¶Intrinsics code generation in VC11 preview compiler
I now have the Visual Studio 11 developer preview installed in Windows 7, which makes stressing the new compiler much easier than with the Windows 8 DP in VirtualBox, which freezes for minutes at a time. The compiler version is fortunately the same: 17.00.40825.2. I happened to have a VC10 converted version of Altirra that built without problems after switching to the v110 toolset; VirtualDub required a VC8-to-VC11 conversion, which required stripping some quotes from the converted psa.props and fixing a runtime library setting mismatch. Both programs ran fine, so no big codegen problems.
A few things I've discovered about the new compiler:
1) SSE2 code generation is now the default.
This is confusing since neither the docs nor the project system UI have been updated, but if you don't specify any compiler switches or have enhanced instruction set usage set to Not Set in your project, the compiler will act as if /arch:SSE2 was set. You need to use /arch:IA32 to disable enhanced instruction set usage. (See MS response to bug 688736.)
2) Commutativity-based optimizations are now applied.
I wrote a while back that the compiler generates intrinsics exactly as you write them, so you can sometimes get extraneous moves unless you swap some parameters around. This appears to be fixed and both fold1() and fold2() generate the shorter output.

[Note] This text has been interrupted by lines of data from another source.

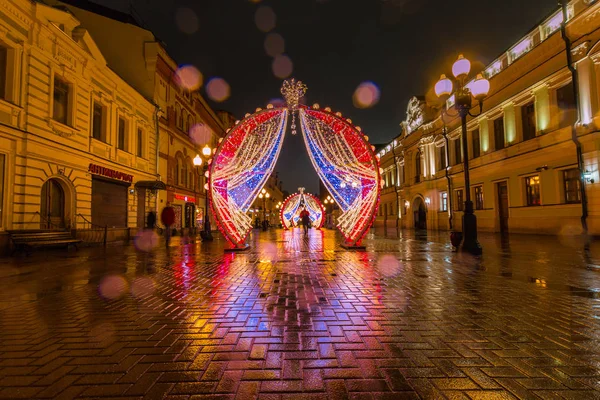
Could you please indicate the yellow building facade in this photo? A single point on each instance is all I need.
(524, 149)
(75, 138)
(185, 122)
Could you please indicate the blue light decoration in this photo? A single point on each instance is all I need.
(290, 210)
(340, 153)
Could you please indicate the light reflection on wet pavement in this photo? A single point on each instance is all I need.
(302, 318)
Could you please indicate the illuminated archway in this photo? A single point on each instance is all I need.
(290, 210)
(340, 153)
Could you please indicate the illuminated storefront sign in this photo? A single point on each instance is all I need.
(110, 173)
(185, 198)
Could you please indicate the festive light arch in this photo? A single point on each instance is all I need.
(290, 210)
(339, 151)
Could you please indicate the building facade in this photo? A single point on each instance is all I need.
(76, 140)
(524, 149)
(186, 123)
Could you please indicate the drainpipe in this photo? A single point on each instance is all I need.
(156, 112)
(396, 185)
(574, 138)
(448, 180)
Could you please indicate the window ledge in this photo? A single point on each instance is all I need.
(61, 129)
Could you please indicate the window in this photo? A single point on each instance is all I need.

3) Intrinsics register allocation has improved.
The VC11 compiler does a better job on the SSE FIR routine example I posted earlier. It no longer generates the MOVSS orgy through temps at the top of the loop and also recognizes that zero is easily regenerated, the result being that it is able to hoist two of the four kernel vectors permanently into registers.
I browsed through the intrinsics list, and unfortunately it doesn't look like there are any new intrinsics in the existing instruction sets (still no min/max or round-to-int), but a least it looks like intrinsics code will generally run a bit faster with VC11.